Vladimir Kogan No Adults Left Behind: How Politics Hijacks Education and Hurts Kids Cambridge University Press 328 pages, 6 x 9 inches, ISBN 978-1009606318
There is a conundrum built into how we as a society have decided to organize public education. Schools exist to educate children. But public schools are governed through elections in which adults—mostly older adults without school-aged children, it turns out (see Chapter 2!)—are the key decision-makers.
No Adult Left Behind argues that the interests of students and these politically pivotal adults are often misaligned. Across nine chapters, it documents the various mechanisms through which such misalignment has introduced perverse incentives, causes dysfunction in our K–12 education system, and ultimately harms student learning.
Because our governance system is designed to respond to and prioritize the interests of adults, the issues most salient and visible education policy debates focus on—identity politics, partisanship, employment and contracting, property values—have little to do with how well schools are actually educating students.
I’ve been interested in education, and attending school board meetings, for more than half of my life. I began in high school when, as editor of my high school newspaper, I decided it was important to see what the local school board was doing. This was right after the federal No Child Left Behind Act was passed and I still remember a board meeting where everyone panicked about how they were going to achieve 100% proficiency in math and reading by 2014, as the law required. (Needless to say, that goal was never reached.)
After college, I wrote for the Voice of San Diego, the first online-only, nonprofit journalism organization that focused on local issues. My beat was the San Diego Unified School District.
And over the past 10 years, I have worked with colleagues to collect the most comprehensive data on local school elections available, thanks to generous support from the Spencer Foundation.
Although I didn’t set out to write a book on education, eventually I saw too many important themes that no one was talking about. No one fully explained why the dysfunction and complaints that have been made about public education are essentially hardwired into how schools are governed. No one has pointed out that our system is effectively “gerrymandered” to serve mobilized and self-interested adults, even at the expense of students and their learning.
Education scholarship, I’m sad to say, is one of the biggest offenders. Many scholars seem to start with the premise that the current system is optimal and their job is to defend it. They use “democracy” as a trump card to criticize reforms that truly move the needle on academic achievement and attainment and transform kids’ lives for the better. Other academics focus on fringe theories—writing hundreds of pages of impenetrable prose about “neoliberalism” and other “isms”—that have almost nothing to do with the real world.
No Adult Left Behind, I hope, is an antidote to these pathologies. It brings together what we’ve learned in our research and provides a clear and compelling overview of what’s gone wrong and offers some modest ideas for how we can do better.
If someone was just browsing, I would encourage them to start with the first sentence of the first chapter: “June 7, 2023, was the day a group of homophobic Armenians from Glendale, California, almost got me canceled.”
If that doesn’t whet your appetite, I don’t know what will!
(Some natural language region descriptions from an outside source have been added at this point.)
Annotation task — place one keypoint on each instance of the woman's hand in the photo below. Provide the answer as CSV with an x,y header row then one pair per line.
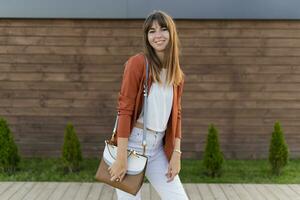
x,y
174,166
118,170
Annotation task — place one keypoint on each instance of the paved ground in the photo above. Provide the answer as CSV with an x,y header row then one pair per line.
x,y
99,191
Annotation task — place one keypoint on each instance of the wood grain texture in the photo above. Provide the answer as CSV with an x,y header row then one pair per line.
x,y
240,75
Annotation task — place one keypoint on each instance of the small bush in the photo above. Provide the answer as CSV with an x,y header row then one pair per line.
x,y
71,152
213,157
278,151
9,156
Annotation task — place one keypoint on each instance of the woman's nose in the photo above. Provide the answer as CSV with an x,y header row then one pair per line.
x,y
158,34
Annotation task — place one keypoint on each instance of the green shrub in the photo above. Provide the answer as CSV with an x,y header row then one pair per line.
x,y
278,151
213,157
9,156
71,152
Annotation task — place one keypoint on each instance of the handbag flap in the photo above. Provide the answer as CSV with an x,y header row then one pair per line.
x,y
135,162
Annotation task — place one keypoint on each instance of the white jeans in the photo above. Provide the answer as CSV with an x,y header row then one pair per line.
x,y
157,167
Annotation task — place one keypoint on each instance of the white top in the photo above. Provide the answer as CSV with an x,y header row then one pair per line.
x,y
160,99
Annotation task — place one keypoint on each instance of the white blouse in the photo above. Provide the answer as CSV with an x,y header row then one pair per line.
x,y
160,99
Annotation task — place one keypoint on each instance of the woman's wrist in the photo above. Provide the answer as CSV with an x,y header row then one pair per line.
x,y
177,151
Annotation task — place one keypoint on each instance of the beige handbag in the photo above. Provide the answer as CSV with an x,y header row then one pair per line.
x,y
136,163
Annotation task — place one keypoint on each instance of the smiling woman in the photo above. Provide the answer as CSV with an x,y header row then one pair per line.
x,y
162,110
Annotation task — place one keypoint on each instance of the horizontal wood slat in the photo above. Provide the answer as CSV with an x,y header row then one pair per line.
x,y
242,76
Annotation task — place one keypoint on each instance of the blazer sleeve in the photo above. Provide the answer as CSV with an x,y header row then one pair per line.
x,y
178,128
129,89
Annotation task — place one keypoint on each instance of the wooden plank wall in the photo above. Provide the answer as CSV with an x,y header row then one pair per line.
x,y
240,75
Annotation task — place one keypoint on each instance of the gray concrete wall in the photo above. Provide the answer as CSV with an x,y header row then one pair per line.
x,y
137,9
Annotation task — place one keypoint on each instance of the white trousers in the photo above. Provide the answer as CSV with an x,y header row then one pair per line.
x,y
157,167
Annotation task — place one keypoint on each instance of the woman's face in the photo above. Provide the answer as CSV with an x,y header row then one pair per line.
x,y
158,37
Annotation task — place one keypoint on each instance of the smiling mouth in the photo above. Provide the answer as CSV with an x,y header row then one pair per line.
x,y
159,42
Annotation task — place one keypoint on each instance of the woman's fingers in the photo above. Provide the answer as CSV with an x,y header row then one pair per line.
x,y
122,176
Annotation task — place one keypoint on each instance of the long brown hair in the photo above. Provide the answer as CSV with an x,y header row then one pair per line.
x,y
171,54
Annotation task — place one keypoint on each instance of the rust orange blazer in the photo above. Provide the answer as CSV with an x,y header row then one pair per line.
x,y
130,102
And I don’t know of any other academic book that starts this way.
The opening section tells the story of a huge controversy in Glendale about the local school district’s decision to fly the gay pride flag during Pride Month, and why I think the controversy illustrates everything that is wrong with how we adults approach public education.
The first chapter ends with another cancellation—of a local Columbus school board member named James Ragland. He was accused (unfairly, in my view) of making a misogynist post on Facebook. In reality, the local teachers’ union long had knives out for him and took advantage of this post to destroy his reputation and his political future. They convinced the local Democratic Party to not endorse him when he ran for re-election, and he ended up losing in a landslide.
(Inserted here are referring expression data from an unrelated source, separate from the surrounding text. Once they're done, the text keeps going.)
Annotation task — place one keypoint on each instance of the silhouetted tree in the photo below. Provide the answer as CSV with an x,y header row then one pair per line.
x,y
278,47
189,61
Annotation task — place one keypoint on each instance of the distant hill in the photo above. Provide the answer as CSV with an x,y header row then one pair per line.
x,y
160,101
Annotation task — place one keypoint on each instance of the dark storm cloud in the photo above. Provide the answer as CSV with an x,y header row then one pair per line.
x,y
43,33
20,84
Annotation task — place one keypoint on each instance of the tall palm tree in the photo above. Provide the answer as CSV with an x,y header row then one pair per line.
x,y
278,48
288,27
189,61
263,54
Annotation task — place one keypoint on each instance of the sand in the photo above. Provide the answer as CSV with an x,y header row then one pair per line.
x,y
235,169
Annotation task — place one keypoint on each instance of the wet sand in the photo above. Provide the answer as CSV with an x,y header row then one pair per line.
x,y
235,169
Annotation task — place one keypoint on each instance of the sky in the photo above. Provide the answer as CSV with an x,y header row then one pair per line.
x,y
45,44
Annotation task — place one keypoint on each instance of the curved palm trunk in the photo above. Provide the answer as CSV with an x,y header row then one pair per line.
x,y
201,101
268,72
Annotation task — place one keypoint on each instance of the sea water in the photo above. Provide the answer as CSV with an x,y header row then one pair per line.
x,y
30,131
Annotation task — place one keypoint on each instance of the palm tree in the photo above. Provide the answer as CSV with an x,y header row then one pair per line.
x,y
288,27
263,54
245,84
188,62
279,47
Here is how the first chapter ends: “This book is not about what happened to James Ragland, but rather what his defeat symbolizes. It is about the roles of teachers’ unions, political parties, identity commitments, and the media all play in influencing what schools do. It is about how local democracy actually works in practice—not in some idealized Nirvana—and how politics shapes our education system and its ability to effectively serve our kids.”
It doesn’t matter to me whether people agree with me or not. I just want them to read the book, take my arguments seriously, and truly think about them.
One of the people who blurbed my book is a retired professor at Columbia University. Here is what he said: “Some of the books I’ve most valued are those that rankled and perturbed me because they challenged my presumptions and led me to sharpen my thinking and arguments. While there’s much here with which I disagree, No Adult Left Behind is stimulating, forceful and too important to ignore.”
He said he was a little worried I would be offended, but I was absolutely over the moon! I couldn’t think of a response that better demonstrates exactly what I want the book to accomplish.